Electoral Reforms In India

Criminalisation of politics


From UPSC perspective, the following things are important :

Prelims level: Powers of ECI

Mains level: Paper 2- Electoral reforms in India


According to the Association for Democratic Reforms (ADR), 233 MPs in the current Lok Sabha are facing criminal charges, up from 187 in 2014, 162 in 2009, and 128 in 2004. Recently, the Supreme Court has imposed fines on political parties for failing to comply with its orders regarding complete disclosure of their candidates’ criminal history.

Order adds strength to Election Commission

  • Through the order in a recent case, the SC has put a new onus on the Election Commission to do something concrete, for example, create a phone app to display the detailed criminal history of any contesting candidate.
  • This should be accompanied with a separate cell in the ECI to monitor the compliance of all the political parties regarding this; any breach should be brought to the attention of the SC without delay.
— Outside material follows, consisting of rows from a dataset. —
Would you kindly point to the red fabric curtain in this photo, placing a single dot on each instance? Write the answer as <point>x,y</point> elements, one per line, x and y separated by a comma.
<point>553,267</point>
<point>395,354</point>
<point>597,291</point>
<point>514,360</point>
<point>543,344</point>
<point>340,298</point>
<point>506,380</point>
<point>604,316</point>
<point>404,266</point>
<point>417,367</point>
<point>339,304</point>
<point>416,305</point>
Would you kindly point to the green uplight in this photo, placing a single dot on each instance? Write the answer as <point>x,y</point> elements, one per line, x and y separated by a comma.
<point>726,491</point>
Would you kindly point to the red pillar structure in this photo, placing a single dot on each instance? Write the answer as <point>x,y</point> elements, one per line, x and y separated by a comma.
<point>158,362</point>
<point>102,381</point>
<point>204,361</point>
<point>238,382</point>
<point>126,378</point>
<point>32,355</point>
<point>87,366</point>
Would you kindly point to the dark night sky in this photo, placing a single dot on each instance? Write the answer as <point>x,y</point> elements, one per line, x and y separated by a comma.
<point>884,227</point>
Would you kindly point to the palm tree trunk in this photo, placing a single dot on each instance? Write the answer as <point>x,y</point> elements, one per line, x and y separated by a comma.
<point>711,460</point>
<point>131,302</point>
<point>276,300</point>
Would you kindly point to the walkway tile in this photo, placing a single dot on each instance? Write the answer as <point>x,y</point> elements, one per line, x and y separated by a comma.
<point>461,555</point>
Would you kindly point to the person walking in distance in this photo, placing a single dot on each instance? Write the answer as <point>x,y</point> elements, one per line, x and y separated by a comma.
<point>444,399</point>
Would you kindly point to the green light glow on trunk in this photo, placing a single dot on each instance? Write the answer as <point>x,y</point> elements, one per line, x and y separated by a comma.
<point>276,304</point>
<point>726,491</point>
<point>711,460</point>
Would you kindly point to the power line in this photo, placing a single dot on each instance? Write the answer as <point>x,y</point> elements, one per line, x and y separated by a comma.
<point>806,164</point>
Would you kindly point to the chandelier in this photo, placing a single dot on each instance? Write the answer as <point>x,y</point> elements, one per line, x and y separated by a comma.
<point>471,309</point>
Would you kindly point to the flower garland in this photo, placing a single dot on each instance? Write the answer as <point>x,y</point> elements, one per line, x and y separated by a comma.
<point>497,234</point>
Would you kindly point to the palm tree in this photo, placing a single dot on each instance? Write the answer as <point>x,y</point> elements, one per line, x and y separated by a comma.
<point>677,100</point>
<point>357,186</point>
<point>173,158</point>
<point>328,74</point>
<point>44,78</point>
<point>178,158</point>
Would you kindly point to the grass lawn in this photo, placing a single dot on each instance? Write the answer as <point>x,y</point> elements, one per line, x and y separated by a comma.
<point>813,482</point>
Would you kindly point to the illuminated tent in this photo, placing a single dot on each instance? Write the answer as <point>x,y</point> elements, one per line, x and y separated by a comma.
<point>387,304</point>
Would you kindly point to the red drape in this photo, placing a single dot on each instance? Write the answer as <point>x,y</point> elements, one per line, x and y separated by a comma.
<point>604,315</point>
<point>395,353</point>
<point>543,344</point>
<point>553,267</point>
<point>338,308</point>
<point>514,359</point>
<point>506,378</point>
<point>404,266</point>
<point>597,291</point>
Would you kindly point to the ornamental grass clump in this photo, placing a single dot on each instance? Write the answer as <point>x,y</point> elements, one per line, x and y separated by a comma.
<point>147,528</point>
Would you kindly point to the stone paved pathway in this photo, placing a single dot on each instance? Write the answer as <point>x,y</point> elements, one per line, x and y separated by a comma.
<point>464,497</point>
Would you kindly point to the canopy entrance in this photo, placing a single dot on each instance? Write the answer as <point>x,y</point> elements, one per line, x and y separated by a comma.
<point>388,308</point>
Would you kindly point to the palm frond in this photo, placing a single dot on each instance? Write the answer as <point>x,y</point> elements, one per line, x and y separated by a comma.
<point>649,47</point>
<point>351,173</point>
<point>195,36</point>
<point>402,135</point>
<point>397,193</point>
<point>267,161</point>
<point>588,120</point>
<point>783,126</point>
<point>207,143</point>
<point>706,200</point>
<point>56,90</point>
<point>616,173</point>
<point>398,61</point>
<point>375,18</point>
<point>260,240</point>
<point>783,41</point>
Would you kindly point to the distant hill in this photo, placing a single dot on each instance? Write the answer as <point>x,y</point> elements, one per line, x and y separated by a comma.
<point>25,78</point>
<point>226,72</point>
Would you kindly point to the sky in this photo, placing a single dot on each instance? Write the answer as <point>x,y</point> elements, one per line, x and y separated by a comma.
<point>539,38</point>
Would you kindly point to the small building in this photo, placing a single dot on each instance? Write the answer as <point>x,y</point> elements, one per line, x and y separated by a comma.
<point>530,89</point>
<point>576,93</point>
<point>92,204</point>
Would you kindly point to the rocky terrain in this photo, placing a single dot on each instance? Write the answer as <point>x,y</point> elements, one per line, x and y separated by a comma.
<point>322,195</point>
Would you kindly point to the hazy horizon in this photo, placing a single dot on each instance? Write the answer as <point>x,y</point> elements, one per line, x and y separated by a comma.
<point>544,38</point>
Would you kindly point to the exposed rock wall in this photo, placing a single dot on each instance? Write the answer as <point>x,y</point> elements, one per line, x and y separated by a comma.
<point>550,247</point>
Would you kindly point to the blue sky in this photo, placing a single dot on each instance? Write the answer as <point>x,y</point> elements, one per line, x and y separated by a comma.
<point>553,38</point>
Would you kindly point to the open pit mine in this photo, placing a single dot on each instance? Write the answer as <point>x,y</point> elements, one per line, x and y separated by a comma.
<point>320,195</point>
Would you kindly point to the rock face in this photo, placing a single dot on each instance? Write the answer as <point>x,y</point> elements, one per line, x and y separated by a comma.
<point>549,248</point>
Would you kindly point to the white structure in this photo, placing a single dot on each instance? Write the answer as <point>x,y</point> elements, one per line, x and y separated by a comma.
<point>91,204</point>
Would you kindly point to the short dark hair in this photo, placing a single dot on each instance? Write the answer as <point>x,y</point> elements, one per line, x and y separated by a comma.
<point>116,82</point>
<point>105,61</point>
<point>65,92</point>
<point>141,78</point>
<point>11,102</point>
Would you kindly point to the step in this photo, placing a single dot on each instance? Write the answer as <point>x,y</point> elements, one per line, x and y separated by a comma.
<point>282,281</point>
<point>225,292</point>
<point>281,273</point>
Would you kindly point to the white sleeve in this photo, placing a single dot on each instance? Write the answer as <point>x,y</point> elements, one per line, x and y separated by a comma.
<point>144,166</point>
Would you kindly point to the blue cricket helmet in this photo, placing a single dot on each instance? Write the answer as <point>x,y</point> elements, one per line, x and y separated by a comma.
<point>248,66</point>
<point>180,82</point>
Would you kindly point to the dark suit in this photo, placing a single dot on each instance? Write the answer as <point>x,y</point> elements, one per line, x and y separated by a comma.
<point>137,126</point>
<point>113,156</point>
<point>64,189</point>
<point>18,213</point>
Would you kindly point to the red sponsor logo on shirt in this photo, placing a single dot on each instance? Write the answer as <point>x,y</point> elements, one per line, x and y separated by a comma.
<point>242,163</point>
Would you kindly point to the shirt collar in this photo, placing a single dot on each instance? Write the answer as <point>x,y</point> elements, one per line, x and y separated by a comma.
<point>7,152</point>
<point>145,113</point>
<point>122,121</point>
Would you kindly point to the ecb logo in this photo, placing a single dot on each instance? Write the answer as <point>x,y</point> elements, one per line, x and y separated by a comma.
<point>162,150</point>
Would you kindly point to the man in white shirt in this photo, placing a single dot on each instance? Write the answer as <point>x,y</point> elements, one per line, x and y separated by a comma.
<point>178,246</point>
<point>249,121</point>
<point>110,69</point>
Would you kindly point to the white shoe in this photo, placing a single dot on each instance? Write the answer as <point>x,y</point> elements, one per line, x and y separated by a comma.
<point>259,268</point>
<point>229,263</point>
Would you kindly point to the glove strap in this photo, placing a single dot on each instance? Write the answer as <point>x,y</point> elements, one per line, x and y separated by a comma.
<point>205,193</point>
Why legislature and political parties are reluctant?

  • Two excuses: The legislature has been very slow in addressing this issue, and political parties remain extremely reluctant to change their ways, citing two major excuses.
  • Winnability of candidate: “Winnability” of candidates is the first reason.
  • The logic of a candidate with criminal charges doing good for the people of a constituency is dubious at best.
  • The winnability clause is an attempt by the party to absolve itself of all blame and put the onus of sending a criminally charged candidate to Parliament solely on the voter.
  • Innocent until proven guilty maxim: The other reason offered by political parties is summarised by the maxim of Indian law, which is that any accused is innocent until proven guilty.
  • It is argued that most criminally accused candidates are the victims of “vendetta politics”.

Issues with allowing criminals to contest election

  • The logic of a candidate with criminal charges doing good for the people of a constituency is dubious at best.
  • Violation of right to equality under Article 14: There were 4.78 lakh prisoners (as of December 2019) of whom 3.30 lakh were under trial, i.e. not yet proven guilty.
  • Yet, their fundamental rights — their right to liberty, freedom of movement, freedom of occupation and right to dignity — are curbed completely.
  • An “innocent” undertrial cannot vote, but a man chargesheeted for murder can even contest election from jail.
  • These blatant double standards are a clear violation of Article 14, which guarantees to all citizens equality before the law.


  • ECI suggestion on vendetta politics: The ECI has suggested some safeguards against vendetta politics.
  • First, only offences that carry an imprisonment of at least 5 years are to be considered.
  • The case against the candidate should have been filed at least six months before the scheduled elections for it to be considered.
  • And finally, a competent court must have framed the charges.
  • Fast-track court: An alternative solution would be to try cases against political candidates in fast-track courts.
  • The Supreme Court had sent a directive in 2014, directing that cases against political candidates must be completed within a year, failing which the matter should be reported to the Chief Justices of the respective High Court.
  • This is a matter entirely in the judicial domain.
  • Barring political parties: The Supreme Court has, in the recent order stopped short of drastic steps by rejected the suggestion to direct the Election Commission to bar political parties that fail to comply with criminalisation protocols by using its authority derived from Clause 16A of the Election Symbols Order.
  • This step, the SC reasons, would be going too far and infiltrating the domain of the legislature.


The legislature and the judiciary need to do more to curb the menace of criminalisation of politics.